Kaepernick, the former 49ers quarterback, emerged at the center of a firestorm for taking a knee during the National Anthem, an action that sought to highlight racial inequality and police brutality. His protests have inspired many players in the league to join him while simultaneously provoking condemnation from others, including President Trump, who has used the issue to sow further cultural divide from his bully pulpit. Those railing against this protest have often incorrectly conflated it with disrespect to the flag and American values.
Insert Nike.
Nike, #89 on the 2017 Fortune 500 list, has fashioned a new advertising campaign foregrounding Kaepernick and pushing the message, “Believe in something. Even if it means sacrificing everything.” Boycotts have ensued. However, for all of its controversial cachet, the challenges with Nike's campaign prove multi-dimensional.

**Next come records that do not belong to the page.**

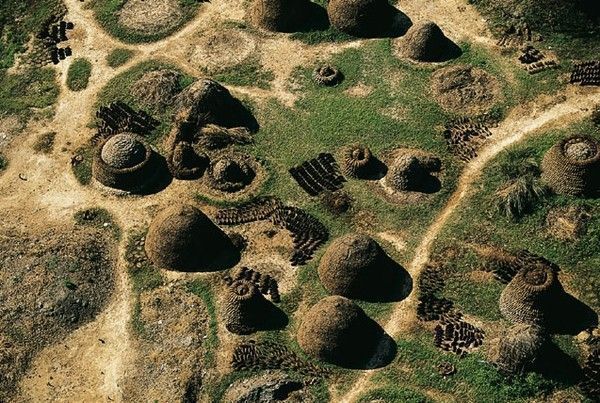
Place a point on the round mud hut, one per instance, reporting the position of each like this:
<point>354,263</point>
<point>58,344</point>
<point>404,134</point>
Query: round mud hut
<point>355,266</point>
<point>338,331</point>
<point>406,173</point>
<point>425,42</point>
<point>183,238</point>
<point>231,173</point>
<point>357,161</point>
<point>208,102</point>
<point>362,18</point>
<point>520,348</point>
<point>572,166</point>
<point>186,163</point>
<point>280,15</point>
<point>532,295</point>
<point>244,307</point>
<point>125,162</point>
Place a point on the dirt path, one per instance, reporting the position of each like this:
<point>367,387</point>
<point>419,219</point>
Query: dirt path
<point>512,130</point>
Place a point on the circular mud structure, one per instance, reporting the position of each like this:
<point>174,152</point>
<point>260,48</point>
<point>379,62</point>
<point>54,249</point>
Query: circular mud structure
<point>465,90</point>
<point>125,162</point>
<point>183,238</point>
<point>151,17</point>
<point>218,49</point>
<point>413,176</point>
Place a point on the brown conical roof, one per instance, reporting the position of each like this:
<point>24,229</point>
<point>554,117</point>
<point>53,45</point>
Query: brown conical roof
<point>425,42</point>
<point>355,266</point>
<point>338,331</point>
<point>183,238</point>
<point>572,166</point>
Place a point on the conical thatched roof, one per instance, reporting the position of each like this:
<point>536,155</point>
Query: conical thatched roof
<point>355,266</point>
<point>124,162</point>
<point>280,15</point>
<point>338,331</point>
<point>124,150</point>
<point>363,18</point>
<point>183,238</point>
<point>572,166</point>
<point>425,42</point>
<point>519,348</point>
<point>530,296</point>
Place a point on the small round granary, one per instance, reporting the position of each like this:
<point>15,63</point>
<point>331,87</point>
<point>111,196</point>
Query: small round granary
<point>572,166</point>
<point>338,331</point>
<point>183,238</point>
<point>125,162</point>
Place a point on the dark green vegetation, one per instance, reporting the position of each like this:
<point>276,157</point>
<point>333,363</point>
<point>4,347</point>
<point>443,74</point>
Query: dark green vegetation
<point>44,143</point>
<point>107,14</point>
<point>119,57</point>
<point>79,74</point>
<point>570,27</point>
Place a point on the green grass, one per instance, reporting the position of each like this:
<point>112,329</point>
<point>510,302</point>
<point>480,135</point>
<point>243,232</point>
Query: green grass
<point>250,73</point>
<point>119,57</point>
<point>98,217</point>
<point>44,143</point>
<point>106,12</point>
<point>33,89</point>
<point>79,74</point>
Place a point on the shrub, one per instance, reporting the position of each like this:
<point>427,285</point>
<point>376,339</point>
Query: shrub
<point>118,57</point>
<point>79,74</point>
<point>518,196</point>
<point>44,143</point>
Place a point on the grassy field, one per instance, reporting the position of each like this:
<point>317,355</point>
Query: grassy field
<point>79,74</point>
<point>119,57</point>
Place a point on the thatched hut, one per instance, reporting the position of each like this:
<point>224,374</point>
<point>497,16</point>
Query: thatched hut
<point>572,166</point>
<point>183,238</point>
<point>355,266</point>
<point>520,348</point>
<point>243,307</point>
<point>125,162</point>
<point>357,161</point>
<point>530,296</point>
<point>425,42</point>
<point>280,15</point>
<point>362,18</point>
<point>338,331</point>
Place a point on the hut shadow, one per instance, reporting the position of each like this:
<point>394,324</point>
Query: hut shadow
<point>271,317</point>
<point>571,316</point>
<point>161,179</point>
<point>392,285</point>
<point>377,170</point>
<point>239,115</point>
<point>555,364</point>
<point>316,19</point>
<point>379,356</point>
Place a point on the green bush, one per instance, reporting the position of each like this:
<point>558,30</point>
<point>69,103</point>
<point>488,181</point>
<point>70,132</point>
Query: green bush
<point>44,143</point>
<point>79,74</point>
<point>118,57</point>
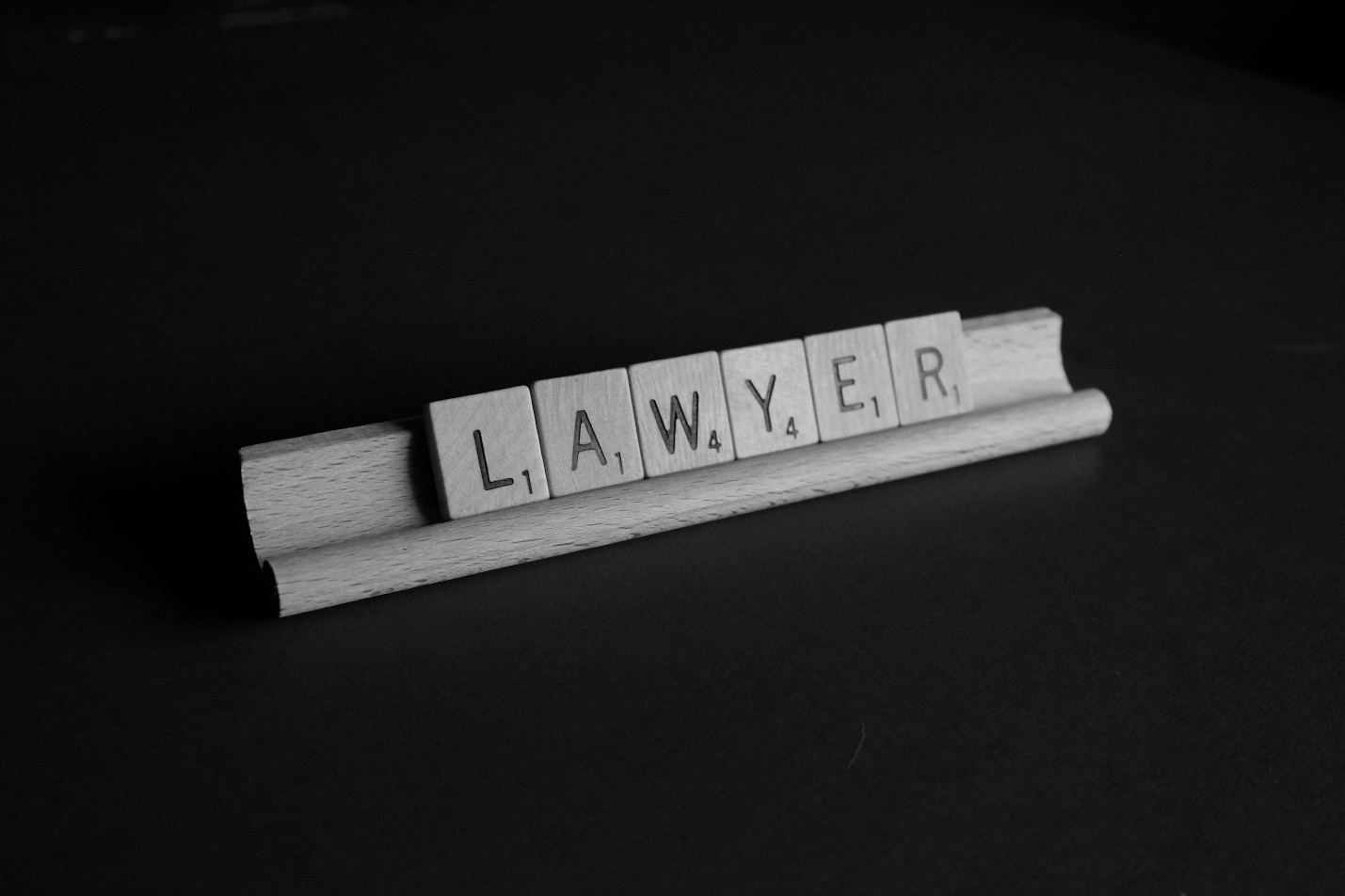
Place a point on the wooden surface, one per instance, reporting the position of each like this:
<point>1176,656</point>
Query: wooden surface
<point>770,397</point>
<point>338,573</point>
<point>347,483</point>
<point>928,372</point>
<point>852,382</point>
<point>681,413</point>
<point>588,431</point>
<point>486,453</point>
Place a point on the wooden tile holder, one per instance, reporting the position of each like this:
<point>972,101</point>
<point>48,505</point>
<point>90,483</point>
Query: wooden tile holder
<point>353,513</point>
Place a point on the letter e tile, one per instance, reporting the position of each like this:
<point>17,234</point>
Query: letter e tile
<point>588,431</point>
<point>486,453</point>
<point>852,382</point>
<point>770,397</point>
<point>927,366</point>
<point>681,413</point>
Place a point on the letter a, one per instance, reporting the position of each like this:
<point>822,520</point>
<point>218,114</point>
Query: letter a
<point>582,423</point>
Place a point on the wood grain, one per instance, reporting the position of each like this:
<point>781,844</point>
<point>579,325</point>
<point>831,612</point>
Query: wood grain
<point>348,483</point>
<point>486,453</point>
<point>770,397</point>
<point>928,372</point>
<point>588,431</point>
<point>363,568</point>
<point>852,382</point>
<point>681,413</point>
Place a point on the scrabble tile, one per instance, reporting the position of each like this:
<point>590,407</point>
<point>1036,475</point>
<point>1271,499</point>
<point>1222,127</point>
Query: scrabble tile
<point>770,397</point>
<point>852,382</point>
<point>485,451</point>
<point>681,413</point>
<point>588,431</point>
<point>927,366</point>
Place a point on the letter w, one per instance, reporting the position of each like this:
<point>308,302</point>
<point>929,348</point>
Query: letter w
<point>668,432</point>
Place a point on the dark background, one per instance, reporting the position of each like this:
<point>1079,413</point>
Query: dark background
<point>1112,666</point>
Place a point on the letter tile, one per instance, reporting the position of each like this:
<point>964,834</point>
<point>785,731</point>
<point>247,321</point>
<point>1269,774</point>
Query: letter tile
<point>681,413</point>
<point>486,453</point>
<point>927,366</point>
<point>770,397</point>
<point>588,431</point>
<point>852,382</point>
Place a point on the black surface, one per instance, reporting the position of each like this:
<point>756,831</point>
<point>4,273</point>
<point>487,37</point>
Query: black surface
<point>1112,666</point>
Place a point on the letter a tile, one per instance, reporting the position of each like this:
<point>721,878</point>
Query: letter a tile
<point>588,431</point>
<point>852,382</point>
<point>927,366</point>
<point>485,451</point>
<point>681,413</point>
<point>770,397</point>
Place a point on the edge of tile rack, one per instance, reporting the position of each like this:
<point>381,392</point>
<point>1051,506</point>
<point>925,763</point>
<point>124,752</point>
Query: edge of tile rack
<point>383,563</point>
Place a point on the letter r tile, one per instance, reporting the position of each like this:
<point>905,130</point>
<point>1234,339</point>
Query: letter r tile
<point>588,431</point>
<point>486,453</point>
<point>927,366</point>
<point>681,413</point>
<point>852,382</point>
<point>770,397</point>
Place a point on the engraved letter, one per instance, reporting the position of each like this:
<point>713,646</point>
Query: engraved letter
<point>488,483</point>
<point>931,372</point>
<point>583,423</point>
<point>842,384</point>
<point>670,431</point>
<point>764,403</point>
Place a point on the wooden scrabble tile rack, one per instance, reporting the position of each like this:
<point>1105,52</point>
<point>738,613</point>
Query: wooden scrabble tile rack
<point>353,513</point>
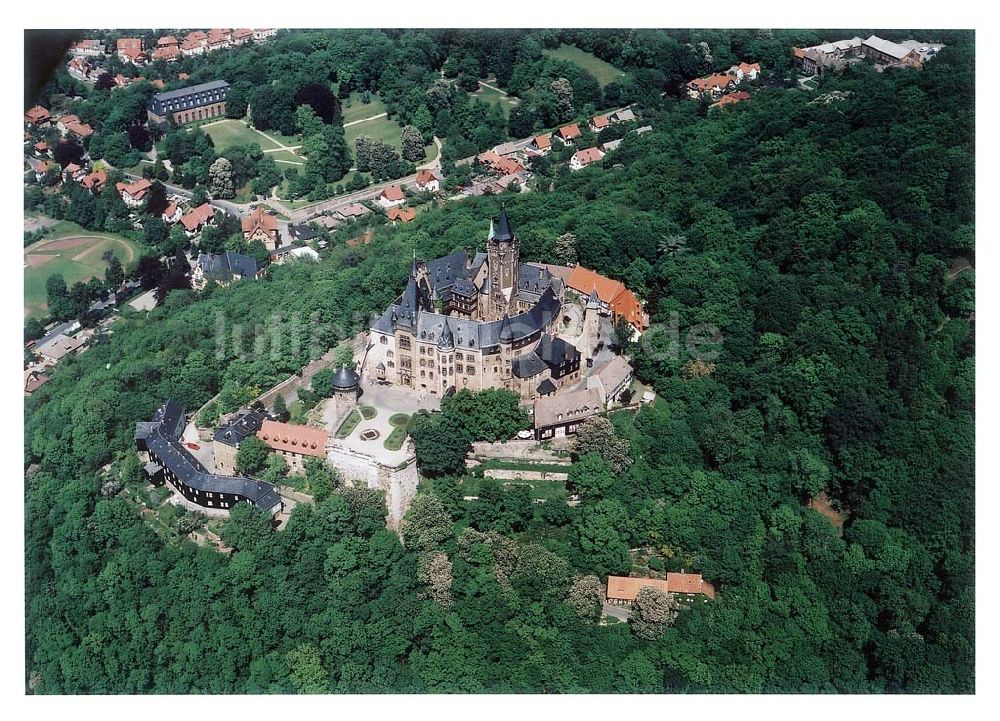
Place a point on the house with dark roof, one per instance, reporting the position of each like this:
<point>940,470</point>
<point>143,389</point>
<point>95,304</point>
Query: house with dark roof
<point>223,269</point>
<point>167,460</point>
<point>186,105</point>
<point>475,321</point>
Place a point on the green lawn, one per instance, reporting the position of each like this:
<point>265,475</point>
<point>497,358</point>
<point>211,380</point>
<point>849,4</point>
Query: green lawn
<point>228,133</point>
<point>491,96</point>
<point>604,72</point>
<point>353,109</point>
<point>88,261</point>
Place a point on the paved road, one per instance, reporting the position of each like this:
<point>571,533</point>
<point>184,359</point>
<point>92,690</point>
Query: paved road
<point>619,612</point>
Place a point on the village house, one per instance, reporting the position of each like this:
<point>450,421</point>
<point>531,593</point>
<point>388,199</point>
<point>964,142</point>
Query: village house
<point>294,443</point>
<point>230,434</point>
<point>129,50</point>
<point>261,225</point>
<point>37,116</point>
<point>33,380</point>
<point>87,47</point>
<point>94,181</point>
<point>611,380</point>
<point>624,590</point>
<point>172,213</point>
<point>351,211</point>
<point>541,144</point>
<point>401,215</point>
<point>583,158</point>
<point>194,220</point>
<point>223,269</point>
<point>57,348</point>
<point>568,133</point>
<point>391,196</point>
<point>428,182</point>
<point>134,193</point>
<point>599,123</point>
<point>615,299</point>
<point>286,253</point>
<point>561,414</point>
<point>890,54</point>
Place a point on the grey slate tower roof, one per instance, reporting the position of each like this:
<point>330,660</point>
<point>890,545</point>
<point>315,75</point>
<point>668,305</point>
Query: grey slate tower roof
<point>345,379</point>
<point>503,231</point>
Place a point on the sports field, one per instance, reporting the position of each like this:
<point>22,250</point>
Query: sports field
<point>75,254</point>
<point>604,72</point>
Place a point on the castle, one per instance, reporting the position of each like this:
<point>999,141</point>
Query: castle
<point>476,321</point>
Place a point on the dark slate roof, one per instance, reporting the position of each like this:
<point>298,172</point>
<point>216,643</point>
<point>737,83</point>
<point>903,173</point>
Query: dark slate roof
<point>227,265</point>
<point>161,440</point>
<point>546,387</point>
<point>191,89</point>
<point>345,379</point>
<point>443,272</point>
<point>503,231</point>
<point>245,424</point>
<point>527,365</point>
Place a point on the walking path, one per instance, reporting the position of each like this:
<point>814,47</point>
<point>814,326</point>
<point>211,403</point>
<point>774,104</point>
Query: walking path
<point>365,120</point>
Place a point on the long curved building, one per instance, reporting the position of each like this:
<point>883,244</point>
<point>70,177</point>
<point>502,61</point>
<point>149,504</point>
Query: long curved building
<point>159,445</point>
<point>476,321</point>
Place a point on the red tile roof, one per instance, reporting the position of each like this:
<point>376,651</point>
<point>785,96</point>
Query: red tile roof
<point>259,219</point>
<point>303,440</point>
<point>588,156</point>
<point>197,217</point>
<point>568,132</point>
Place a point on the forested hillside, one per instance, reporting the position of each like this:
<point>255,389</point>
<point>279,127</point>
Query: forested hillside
<point>822,235</point>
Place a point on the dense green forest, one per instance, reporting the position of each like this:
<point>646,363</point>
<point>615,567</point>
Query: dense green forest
<point>824,236</point>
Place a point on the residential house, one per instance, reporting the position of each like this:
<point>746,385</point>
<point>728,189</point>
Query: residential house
<point>87,47</point>
<point>612,379</point>
<point>561,414</point>
<point>887,53</point>
<point>58,347</point>
<point>541,144</point>
<point>223,269</point>
<point>817,58</point>
<point>37,116</point>
<point>134,193</point>
<point>285,253</point>
<point>624,115</point>
<point>391,196</point>
<point>568,133</point>
<point>599,123</point>
<point>401,215</point>
<point>428,182</point>
<point>583,158</point>
<point>94,181</point>
<point>172,213</point>
<point>130,50</point>
<point>624,590</point>
<point>261,225</point>
<point>294,443</point>
<point>712,85</point>
<point>351,211</point>
<point>33,380</point>
<point>194,220</point>
<point>616,300</point>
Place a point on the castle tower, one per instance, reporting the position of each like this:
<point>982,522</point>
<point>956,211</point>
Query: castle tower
<point>503,251</point>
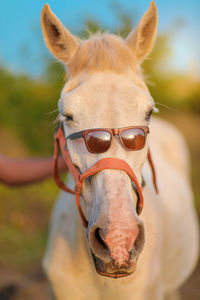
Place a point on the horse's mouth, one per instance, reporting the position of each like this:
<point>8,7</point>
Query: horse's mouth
<point>111,270</point>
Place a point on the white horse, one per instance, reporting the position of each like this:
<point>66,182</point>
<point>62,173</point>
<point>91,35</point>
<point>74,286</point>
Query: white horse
<point>106,90</point>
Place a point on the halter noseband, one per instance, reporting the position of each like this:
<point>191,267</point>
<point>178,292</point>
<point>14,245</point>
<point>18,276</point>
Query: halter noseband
<point>102,164</point>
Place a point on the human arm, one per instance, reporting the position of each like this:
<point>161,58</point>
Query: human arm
<point>15,172</point>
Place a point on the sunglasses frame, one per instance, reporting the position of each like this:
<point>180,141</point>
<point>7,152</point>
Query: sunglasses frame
<point>112,131</point>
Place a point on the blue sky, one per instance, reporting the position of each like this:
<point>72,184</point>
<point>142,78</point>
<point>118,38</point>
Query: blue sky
<point>21,40</point>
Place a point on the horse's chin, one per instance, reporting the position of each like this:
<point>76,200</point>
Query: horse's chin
<point>111,270</point>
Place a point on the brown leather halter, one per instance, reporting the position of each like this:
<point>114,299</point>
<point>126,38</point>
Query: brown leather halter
<point>102,164</point>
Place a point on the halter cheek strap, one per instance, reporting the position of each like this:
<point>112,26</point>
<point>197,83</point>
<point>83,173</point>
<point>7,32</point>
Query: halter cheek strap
<point>105,163</point>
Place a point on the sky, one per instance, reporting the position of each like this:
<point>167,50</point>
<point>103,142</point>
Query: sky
<point>21,41</point>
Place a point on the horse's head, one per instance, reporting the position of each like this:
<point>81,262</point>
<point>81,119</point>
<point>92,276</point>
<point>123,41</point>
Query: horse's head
<point>106,90</point>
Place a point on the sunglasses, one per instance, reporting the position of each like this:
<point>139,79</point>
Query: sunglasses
<point>99,140</point>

First, the advert utilizes faux-inspirational sentiments doing nothing to clarify the context surrounding racial injustice and police brutality which ignited Kaepernick to take a knee in the first place. If Kaepernick’s protest was initially received by many as abstracted signification, then the Nike ad further complicates this messaging; sanitizing it and reducing it to little more than a cliché motivational poster.
Secondly, Nike is hardly the right company to launch a campaign highlighting progressive values due to their history of corporate greed: reliance on slave labor, factories which contribute significantly to climate change, a misogynistic work culture that has been called out in the #MeToo movement.
In her book, No Logo, Naomi Klein charts the shifting role of activism in the Western world over the past century, from its original focus in economic parity over to concerns with imagistic representation writing, “The abandonment of [key social protest] by the conflation of causes that came to be called political correctness successfully retrained a generation of activists in the politics of image, not action.”
Maybe through Nike’s longstanding relationship with professional sports, and the NFL in particular, this ad campaign will provide league owners with the necessary cover to rehire Kaepernick back into the NFL.
My call to action is that we all take a knee.
The current brand of politics entrenched in white nationalism and marinated in fear of the Other is severe. We cannot allow anyone's voice to be silenced and we cannot allow this symbol - which has contributed positively towards opening a cultural conversation – to be reduced to an image appropriated by mass-marketing; nothing more than a new way to sell running shoes.